強みを使って弱みを支える環境を整えることがポイントです。
凸凹がある子どもほど、「できない部分」ばかりが注目されやすいですが、本人が得意分野で成功体験を積むことが、全体の安定につながります。
重要なのは、数値をそのまま評価にしないことです。
例えばワーキングメモリが低いと出ても、創造力や発想力が豊かな場合があります。
処理速度が低くても、慎重で丁寧な性格が強みになることもあります。
凸凹は短所と長所が表裏一体であることが多いのです。
家庭では、「どうしてできないの」ではなく、「どこなら輝けるかな」という問いかけが大切です。

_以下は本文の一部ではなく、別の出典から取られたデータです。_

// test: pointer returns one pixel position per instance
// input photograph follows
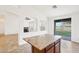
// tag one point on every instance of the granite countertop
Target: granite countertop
(42, 41)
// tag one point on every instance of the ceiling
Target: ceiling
(45, 10)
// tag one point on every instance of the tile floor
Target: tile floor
(66, 47)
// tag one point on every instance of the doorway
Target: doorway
(62, 27)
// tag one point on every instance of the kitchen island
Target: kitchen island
(44, 44)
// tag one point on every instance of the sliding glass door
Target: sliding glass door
(62, 27)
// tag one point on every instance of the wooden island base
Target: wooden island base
(52, 48)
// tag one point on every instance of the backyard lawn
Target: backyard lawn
(63, 33)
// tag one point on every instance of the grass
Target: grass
(63, 33)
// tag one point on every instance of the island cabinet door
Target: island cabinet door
(51, 50)
(57, 47)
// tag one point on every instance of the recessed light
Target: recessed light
(54, 6)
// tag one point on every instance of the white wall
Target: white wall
(74, 25)
(11, 24)
(1, 26)
(23, 35)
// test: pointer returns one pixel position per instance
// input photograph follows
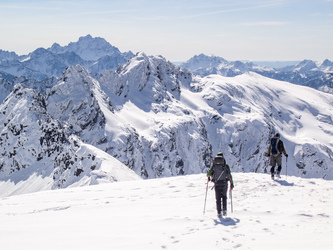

学校とも連携し、得意な分野で役割を持たせることで自己肯定感が高まります。
WISC-Ⅴ(ウィスク5)検査は欠点探しの道具ではなく、強み発見の地図です。
凸凹があるからこそ、その子らしい伸び方があります。
弱みを平均に揃えるのではなく、強みを軸に人生を組み立てる視点が、最も実践的な伸ばし方なのです。